いっ‐しょう〔‐シヤウ〕【一生】 の意味

  1. 生まれてから死ぬまでの間。終生 (しゅうせい) 。生涯。「幸せな一生を送る」「事業に一生を捧げる」「一生を棒にふる」「一生忘れられない出来事」
  1. やっと生き延びること。一命。「九死に一生を得る」
  1. (「一生の…」の形で)生きている間に一度しかないようなこと。生涯にかかわる重大なこと。「一生の願い」「一生の不覚」
  • 名詞

いっ‐しょう〔‐シヤウ〕【一生】の慣用句

  1. いっしょうけんめい【一生懸命】
    • [名・形動]《「一所懸命」から》
    • 命がけで事に当たること。また、そのさま。「一生懸命に働く」「一生懸命探しまわる」
    • 引くに引けないせっぱ詰まった場合。

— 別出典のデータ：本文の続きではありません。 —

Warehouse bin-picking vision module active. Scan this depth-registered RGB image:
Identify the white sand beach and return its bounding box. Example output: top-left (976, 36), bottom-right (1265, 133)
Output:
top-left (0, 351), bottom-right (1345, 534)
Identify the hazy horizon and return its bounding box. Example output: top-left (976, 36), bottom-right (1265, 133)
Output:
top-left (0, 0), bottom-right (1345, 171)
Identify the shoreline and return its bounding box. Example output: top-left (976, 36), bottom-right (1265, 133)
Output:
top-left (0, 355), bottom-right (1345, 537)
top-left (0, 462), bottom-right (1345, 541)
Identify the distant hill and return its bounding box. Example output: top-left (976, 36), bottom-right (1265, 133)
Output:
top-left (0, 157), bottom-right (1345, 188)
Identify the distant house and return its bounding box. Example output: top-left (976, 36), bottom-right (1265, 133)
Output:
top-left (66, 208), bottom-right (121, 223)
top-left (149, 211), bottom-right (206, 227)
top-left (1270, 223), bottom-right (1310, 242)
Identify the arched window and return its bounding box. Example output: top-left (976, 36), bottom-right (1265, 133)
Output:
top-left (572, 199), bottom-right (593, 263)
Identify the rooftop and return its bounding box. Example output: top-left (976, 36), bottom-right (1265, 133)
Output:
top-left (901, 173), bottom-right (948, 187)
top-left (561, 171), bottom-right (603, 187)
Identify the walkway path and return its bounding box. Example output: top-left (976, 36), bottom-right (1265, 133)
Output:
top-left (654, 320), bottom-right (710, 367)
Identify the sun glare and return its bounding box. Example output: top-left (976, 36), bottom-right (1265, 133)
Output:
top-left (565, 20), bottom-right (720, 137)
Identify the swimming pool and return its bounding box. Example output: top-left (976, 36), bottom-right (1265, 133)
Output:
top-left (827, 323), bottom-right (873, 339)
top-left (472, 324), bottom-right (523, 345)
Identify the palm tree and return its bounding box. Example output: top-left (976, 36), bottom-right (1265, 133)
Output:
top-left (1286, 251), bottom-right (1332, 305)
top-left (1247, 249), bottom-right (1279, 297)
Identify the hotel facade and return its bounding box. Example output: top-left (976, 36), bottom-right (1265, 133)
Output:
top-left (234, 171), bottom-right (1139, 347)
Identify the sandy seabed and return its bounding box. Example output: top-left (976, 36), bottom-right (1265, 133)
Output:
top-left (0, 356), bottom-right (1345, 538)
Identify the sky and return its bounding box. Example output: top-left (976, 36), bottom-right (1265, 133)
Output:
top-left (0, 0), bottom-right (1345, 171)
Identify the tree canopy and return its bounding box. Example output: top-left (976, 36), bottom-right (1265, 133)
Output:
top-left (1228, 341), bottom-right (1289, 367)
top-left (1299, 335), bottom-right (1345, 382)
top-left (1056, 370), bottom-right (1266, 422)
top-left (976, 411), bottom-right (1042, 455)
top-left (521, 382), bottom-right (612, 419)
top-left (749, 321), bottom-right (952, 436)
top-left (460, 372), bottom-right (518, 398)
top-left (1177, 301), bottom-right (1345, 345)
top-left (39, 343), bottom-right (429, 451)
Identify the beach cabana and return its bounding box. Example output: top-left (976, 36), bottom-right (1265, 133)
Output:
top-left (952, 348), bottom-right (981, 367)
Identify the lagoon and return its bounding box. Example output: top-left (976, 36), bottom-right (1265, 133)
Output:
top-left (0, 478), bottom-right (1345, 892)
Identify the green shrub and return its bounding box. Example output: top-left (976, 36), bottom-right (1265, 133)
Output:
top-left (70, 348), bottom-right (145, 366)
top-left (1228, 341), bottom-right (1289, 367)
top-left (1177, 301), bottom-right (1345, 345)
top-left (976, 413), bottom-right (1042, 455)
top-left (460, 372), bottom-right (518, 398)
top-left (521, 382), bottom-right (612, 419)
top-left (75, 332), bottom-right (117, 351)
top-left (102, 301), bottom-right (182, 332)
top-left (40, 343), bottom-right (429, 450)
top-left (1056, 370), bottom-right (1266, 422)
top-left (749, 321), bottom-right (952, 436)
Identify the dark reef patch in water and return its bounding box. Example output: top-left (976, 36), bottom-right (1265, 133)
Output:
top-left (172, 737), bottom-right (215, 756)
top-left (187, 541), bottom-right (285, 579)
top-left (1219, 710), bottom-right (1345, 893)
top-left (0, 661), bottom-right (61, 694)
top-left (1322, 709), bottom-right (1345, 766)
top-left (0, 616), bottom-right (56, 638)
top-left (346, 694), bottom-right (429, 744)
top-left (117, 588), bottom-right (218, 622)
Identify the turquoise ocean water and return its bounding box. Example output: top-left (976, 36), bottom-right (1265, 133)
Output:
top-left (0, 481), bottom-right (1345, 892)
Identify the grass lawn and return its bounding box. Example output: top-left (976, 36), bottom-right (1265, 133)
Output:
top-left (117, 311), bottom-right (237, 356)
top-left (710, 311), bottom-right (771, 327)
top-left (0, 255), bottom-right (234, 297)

瀬戸際。
      「―の敵(かたき)を防ぐ」〈風来六部集・放屁論〉
  1. いっしょうしょうじん【一生精進】
    • 生涯、仏道の修行に専心すること。
      「―にて、読経うちして」〈徒然・八六〉
  1. いっしょうの【一生の】
  1. いっしょうのねがい【一生の願い】
    • 生きている間に一度しかしないような、重要な願い。一生のお願い。
      「木村は―として葉子との結婚を申し出た」〈有島或る女
  1. いっしょうのふさく【一生の不作】
    • 生涯かかわる失敗。取り返しのつかない過ち。
  1. いっしょうふしょ【一生補処】
    • 仏語。一度だけ、生死の迷いの世界につながれてこの世に生を受けるが、次の世は仏になることができる菩薩(ぼさつ)の最高位。特に、弥勒(みろく)菩薩についていう語。
  1. いっしょうふぼん【一生不犯】
    • 仏教の戒律を守り、一生を通して異性と交わらないこと。
      「―の座主、かの箱をあけて見給ふに」〈平家・二〉
  • いっ‐しょう〔‐シヤウ〕【一生】の例文

    出典:青空文庫

    • ・・・どうか後生一生のお願いですから、人間の脚をつけて下さい。

      芥川竜之介「馬の脚」

    • ・・・そのむずかしい役目を勤めてくれた医師が帰って後の、お前たちの母上の顔を見た私の記憶は一生涯私を駆り立てるだろう。

      有島武郎「小さき者へ」

    • ・・・やっぱり君は一生歌を作るだろうな。